Паустовский сказал, что лучше он посидит под зонтиком уличного кафе. Он и меня пригласил, но я, выпив с ним оранжад, оставил его в непрочной тени кафе и ринулся в мраморную духовку города, в центр, оттуда в деловые кварталы, потом в район особняков, в толпу, в бульвары. Что за той аркой? А там, в переулке? К тому же я еще фотографировал. На автобусе до парка и обратно. Судя по плану, я обегал почти весь центр. Успел осмотреть все помеченное цифрами на карте. Я выложился в этом марафоне до отказа, как настоящий стайер.
Поздно вечером мы вернулись в Пиреи, на свой теплоход. Я был вымотан и доволен. Мы лежали на шезлонгах, и я рассказывал Константину Георгиевичу про Афины. То есть о том, сколько я исходил, обегал, о том, что я отщелкал три пленки, осмотрел почти все стоящее.
— А вы что успели? Где были? — спросил я.
— О, я так и просидел в этом кафе, — сказал Паустовский.

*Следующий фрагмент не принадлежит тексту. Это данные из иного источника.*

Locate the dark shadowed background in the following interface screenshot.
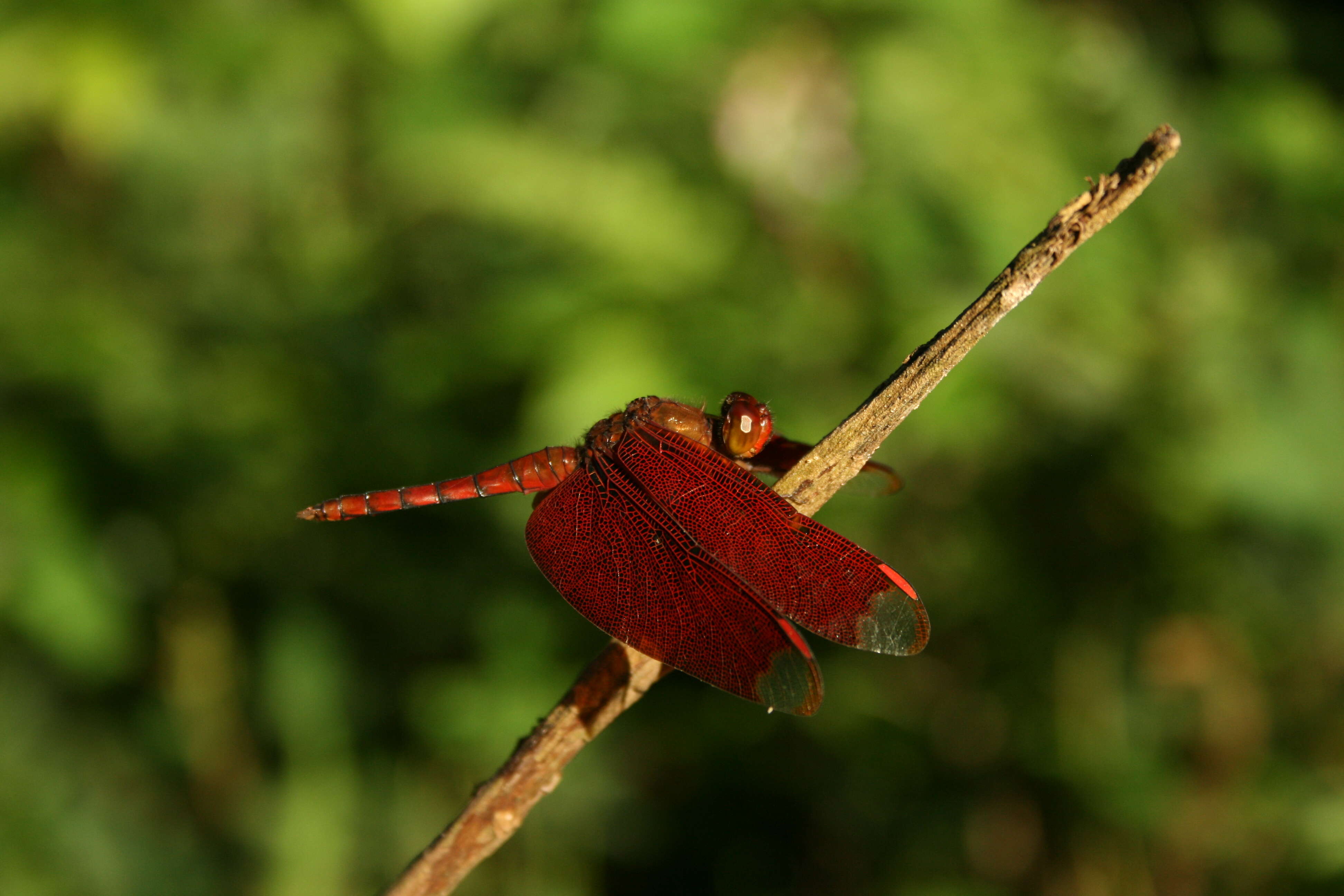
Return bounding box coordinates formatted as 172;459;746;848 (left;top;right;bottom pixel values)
0;0;1344;896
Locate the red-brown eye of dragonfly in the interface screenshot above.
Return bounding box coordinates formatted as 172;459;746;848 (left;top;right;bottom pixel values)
719;392;774;458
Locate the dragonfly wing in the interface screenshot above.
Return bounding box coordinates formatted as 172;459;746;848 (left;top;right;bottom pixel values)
617;426;929;654
527;466;822;716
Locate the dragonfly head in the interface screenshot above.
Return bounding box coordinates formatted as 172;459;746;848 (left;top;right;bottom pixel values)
718;392;774;459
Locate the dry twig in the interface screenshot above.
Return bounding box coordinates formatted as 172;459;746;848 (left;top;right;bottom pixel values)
387;125;1180;896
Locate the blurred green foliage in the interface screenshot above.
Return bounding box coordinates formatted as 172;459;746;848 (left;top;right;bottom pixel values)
0;0;1344;896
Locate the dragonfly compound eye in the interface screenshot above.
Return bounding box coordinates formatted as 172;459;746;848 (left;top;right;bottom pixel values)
719;392;774;458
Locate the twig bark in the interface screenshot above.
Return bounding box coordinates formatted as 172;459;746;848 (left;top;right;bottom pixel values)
387;125;1180;896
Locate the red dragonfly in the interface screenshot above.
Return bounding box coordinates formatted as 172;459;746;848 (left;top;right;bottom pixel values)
298;392;929;716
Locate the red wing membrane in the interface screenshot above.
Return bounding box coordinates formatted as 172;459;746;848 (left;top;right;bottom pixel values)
527;458;821;716
615;426;929;654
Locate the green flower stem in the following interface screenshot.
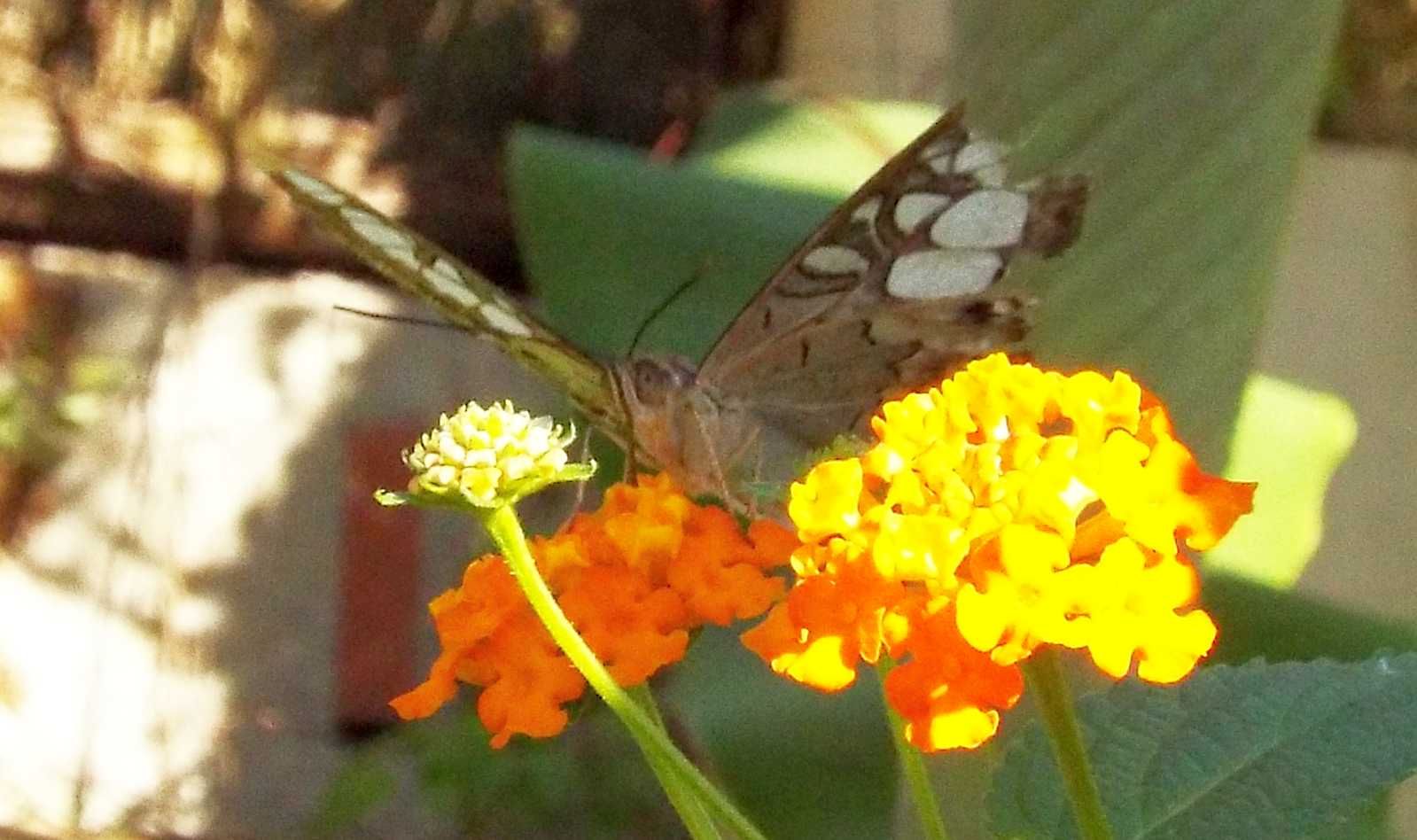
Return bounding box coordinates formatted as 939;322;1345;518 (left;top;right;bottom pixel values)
479;504;767;840
625;683;720;840
1023;646;1112;840
876;655;949;840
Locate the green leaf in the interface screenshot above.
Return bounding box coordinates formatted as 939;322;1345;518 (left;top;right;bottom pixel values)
989;653;1417;838
509;0;1341;469
1200;573;1417;665
309;751;395;837
939;0;1343;469
1204;376;1358;587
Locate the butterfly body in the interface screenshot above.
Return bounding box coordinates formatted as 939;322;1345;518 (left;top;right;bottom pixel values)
272;109;1086;507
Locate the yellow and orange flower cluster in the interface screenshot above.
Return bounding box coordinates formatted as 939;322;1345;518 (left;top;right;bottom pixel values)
744;354;1254;751
393;476;798;748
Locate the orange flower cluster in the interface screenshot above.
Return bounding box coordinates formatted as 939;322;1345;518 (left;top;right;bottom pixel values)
391;476;798;748
744;354;1254;751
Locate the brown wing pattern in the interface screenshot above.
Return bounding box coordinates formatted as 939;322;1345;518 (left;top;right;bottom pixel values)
698;107;1086;445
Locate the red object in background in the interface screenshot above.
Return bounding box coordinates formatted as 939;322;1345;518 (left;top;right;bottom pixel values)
334;421;424;739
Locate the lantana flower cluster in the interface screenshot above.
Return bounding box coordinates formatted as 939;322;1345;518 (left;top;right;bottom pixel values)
393;476;798;748
744;354;1254;751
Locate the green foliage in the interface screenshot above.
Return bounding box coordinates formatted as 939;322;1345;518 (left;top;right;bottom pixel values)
989;653;1417;838
309;707;677;840
509;0;1371;837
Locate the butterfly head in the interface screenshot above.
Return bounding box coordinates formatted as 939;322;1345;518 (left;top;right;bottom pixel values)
618;355;698;405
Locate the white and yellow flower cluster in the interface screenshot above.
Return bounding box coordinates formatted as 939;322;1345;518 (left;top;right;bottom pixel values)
385;402;594;507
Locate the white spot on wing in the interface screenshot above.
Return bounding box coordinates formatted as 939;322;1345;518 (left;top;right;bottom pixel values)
802;245;868;276
885;249;1003;300
424;256;482;309
281;168;345;206
340;206;418;269
930;190;1029;248
896;192;949;234
478;303;532;338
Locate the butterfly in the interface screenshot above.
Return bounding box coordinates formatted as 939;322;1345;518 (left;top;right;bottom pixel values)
270;107;1086;510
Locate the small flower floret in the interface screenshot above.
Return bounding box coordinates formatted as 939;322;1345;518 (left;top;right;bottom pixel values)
377;402;594;507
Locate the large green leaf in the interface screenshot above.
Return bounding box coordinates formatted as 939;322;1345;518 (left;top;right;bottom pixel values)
941;0;1342;469
989;653;1417;838
509;0;1341;837
509;0;1339;469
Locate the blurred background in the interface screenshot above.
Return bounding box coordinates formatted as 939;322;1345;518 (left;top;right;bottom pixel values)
0;0;1417;837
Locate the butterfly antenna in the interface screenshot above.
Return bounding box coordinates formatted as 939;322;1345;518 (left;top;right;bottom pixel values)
629;260;710;355
334;303;466;333
619;258;712;480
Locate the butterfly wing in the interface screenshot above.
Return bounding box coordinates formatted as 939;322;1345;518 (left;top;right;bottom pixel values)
269;167;627;439
698;107;1086;447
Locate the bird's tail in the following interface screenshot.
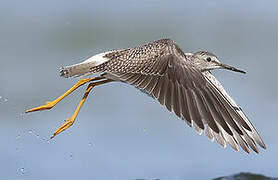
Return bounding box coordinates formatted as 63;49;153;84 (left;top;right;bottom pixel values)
60;62;96;78
60;51;110;78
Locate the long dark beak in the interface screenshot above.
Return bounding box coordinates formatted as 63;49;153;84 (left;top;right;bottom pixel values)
219;63;246;74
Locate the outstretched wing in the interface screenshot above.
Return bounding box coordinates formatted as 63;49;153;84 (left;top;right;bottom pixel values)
104;40;265;153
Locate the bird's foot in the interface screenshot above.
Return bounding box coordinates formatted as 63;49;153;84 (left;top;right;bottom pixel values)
50;117;75;139
25;101;57;113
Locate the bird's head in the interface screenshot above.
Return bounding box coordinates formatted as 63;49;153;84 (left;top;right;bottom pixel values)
191;51;246;73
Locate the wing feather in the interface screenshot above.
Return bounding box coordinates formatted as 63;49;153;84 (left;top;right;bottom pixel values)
107;40;265;153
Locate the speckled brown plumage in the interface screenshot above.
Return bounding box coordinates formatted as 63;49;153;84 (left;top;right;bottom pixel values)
59;39;265;152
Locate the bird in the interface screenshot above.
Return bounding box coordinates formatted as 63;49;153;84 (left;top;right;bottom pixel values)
26;39;266;153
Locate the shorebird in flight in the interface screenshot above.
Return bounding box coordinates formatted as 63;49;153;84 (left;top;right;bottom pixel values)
26;39;266;153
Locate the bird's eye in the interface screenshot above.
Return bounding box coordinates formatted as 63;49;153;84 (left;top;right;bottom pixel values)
207;57;211;62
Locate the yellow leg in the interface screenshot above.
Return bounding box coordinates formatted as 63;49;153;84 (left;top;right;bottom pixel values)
25;77;104;113
50;80;112;139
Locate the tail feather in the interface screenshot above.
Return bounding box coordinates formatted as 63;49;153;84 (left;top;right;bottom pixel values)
60;51;110;78
60;62;95;78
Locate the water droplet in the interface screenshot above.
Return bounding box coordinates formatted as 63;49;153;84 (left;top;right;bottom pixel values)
19;168;25;174
15;134;21;139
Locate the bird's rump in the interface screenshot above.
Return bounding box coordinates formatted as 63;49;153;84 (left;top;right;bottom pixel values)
103;40;265;153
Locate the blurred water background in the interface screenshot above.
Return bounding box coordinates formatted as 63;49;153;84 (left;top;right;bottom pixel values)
0;0;278;180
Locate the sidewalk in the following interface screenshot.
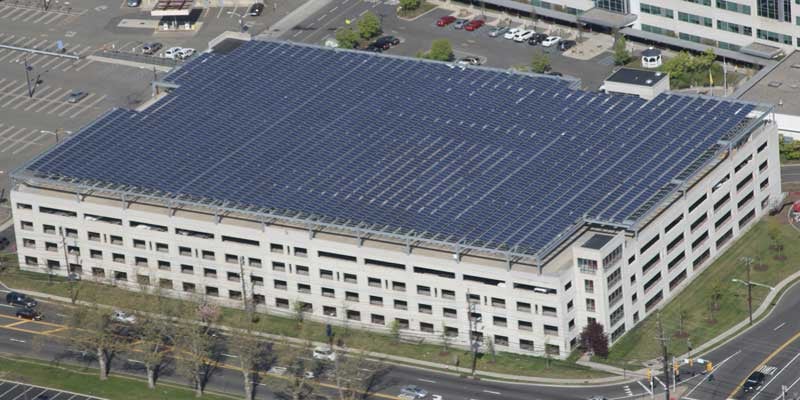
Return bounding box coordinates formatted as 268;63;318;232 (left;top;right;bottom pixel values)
7;282;630;386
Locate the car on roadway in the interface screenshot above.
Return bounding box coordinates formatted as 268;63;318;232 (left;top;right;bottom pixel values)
161;47;183;60
373;36;400;50
528;32;547;46
503;28;522;40
66;90;89;103
464;19;486;32
247;3;264;17
558;40;578;51
111;310;136;324
514;30;536;43
142;42;162;56
742;371;766;393
456;56;481;65
312;346;336;361
15;307;44;321
436;15;457;27
6;292;39;308
488;26;508;37
542;36;561;47
175;47;196;60
400;385;428;399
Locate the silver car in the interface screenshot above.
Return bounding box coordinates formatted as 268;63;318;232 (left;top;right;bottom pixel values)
489;26;508;37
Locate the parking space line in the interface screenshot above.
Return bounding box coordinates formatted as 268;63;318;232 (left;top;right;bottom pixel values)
22;88;62;111
44;13;61;25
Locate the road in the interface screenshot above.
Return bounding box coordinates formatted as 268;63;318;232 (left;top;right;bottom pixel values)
684;285;800;400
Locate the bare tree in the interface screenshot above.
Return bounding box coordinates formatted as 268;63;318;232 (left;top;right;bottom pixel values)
228;315;273;400
65;301;126;380
175;302;220;397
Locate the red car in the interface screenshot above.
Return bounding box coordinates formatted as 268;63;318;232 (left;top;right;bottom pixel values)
436;15;456;26
464;19;486;32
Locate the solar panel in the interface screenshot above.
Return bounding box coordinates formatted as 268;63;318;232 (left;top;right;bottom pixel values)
27;41;752;252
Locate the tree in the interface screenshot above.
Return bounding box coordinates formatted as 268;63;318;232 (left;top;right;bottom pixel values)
356;11;381;40
400;0;422;11
531;53;550;74
336;28;359;49
614;35;631;65
228;317;274;400
418;39;454;61
67;301;131;381
175;303;221;397
580;321;608;358
332;349;385;400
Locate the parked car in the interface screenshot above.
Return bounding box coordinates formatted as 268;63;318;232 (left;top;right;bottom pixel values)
374;36;400;50
528;32;547;46
400;385;428;399
464;19;486;32
247;3;264;17
6;292;39;308
111;310;136;324
453;19;468;29
558;40;578;51
489;26;508;37
142;42;161;56
436;15;457;26
313;346;336;361
514;31;536;43
503;28;522;40
456;57;481;65
66;90;89;103
16;307;44;321
542;36;561;47
742;371;766;393
175;47;195;60
162;47;183;60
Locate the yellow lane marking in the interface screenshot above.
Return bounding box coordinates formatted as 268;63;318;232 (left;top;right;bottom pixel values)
728;332;800;399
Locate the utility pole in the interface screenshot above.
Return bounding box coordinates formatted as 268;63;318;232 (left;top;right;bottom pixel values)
657;311;669;400
740;257;753;325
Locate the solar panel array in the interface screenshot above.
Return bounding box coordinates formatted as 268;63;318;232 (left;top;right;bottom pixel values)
28;41;754;254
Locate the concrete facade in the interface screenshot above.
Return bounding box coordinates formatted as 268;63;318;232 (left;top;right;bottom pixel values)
11;114;781;357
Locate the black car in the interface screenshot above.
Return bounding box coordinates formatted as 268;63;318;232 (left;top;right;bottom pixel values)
528;32;547;46
16;308;44;321
247;3;264;17
558;40;578;51
742;371;766;393
373;36;400;50
6;292;39;308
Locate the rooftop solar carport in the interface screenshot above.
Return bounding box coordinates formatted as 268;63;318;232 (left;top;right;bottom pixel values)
13;41;769;266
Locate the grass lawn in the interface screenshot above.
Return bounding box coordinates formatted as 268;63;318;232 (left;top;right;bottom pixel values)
598;214;800;366
0;260;610;379
397;1;436;19
0;356;238;400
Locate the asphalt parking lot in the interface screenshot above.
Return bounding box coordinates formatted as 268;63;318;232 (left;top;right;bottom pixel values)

Было жаль его и было немного стыдно, что я, молодой, здоровый, расхвастался перед пожилым человеком, у которого не хватило сил носиться по городу. Он слушал меня внимательно, но как-то без обычного живого интереса.
Отплытие задерживалось. Вдали за пирсом сверкал люминесцентными лампами портовый кабак. Оттуда доносились музыка, шум. Там танцевали. Вышла рослая девка с тремя матросами. Двое были в беретах с помпонами, один в белой фуражке. Все трое стали драться, девица курила и ждала. Голубоватый, холодный свет в темной жаркой ночи делал зрелище театральным. Завыла полицейская машина. Полицейские в желтых рубашках выскочили, схватили двоих. Третий сидел, взявшись за голову. Девка исчезла. Представление кончилось. Побольше терпения — и мы могли дождаться следующего действия.
Пока мы шли к Италии, Паустовский время от времени рассказывал: сперва про парочку, которая сидела в афинском кафе за соседним столиком, он — китаец, она — молоденькая мулатка, потом про монахов-доминиканцев, про драку афинских мальчишек и продавца губок, про борзую и терьера, которые жили напротив кафе во дворе мраморного особняка. Конца и края не было его рассказам. Там, в кафе, к нему подсела старушка, американская туристка, она была из Ростова-на-Дону, вдова пароходовладельца, в Америке она помогала Михаилу Чехову, а дети ее учились у Питирима Сорокина. И официант тоже знал русский и вступил в разговор с ними, он служил когда-то в Афонском монастыре.
Спустя месяц, дома, я проявлял пленки. То, что это Афины, я узнал только по буквам на вывесках. Больше всего меня поразил один памятник. Несколько раз я его отснял, с разных точек, но я совершенно не помнил этого памятника, ни площади, на которой он стоял. Судя по фотографиям, он был из белого мрамора. Фотографии были как чужие, сделанные кем-то, в незнакомом месте.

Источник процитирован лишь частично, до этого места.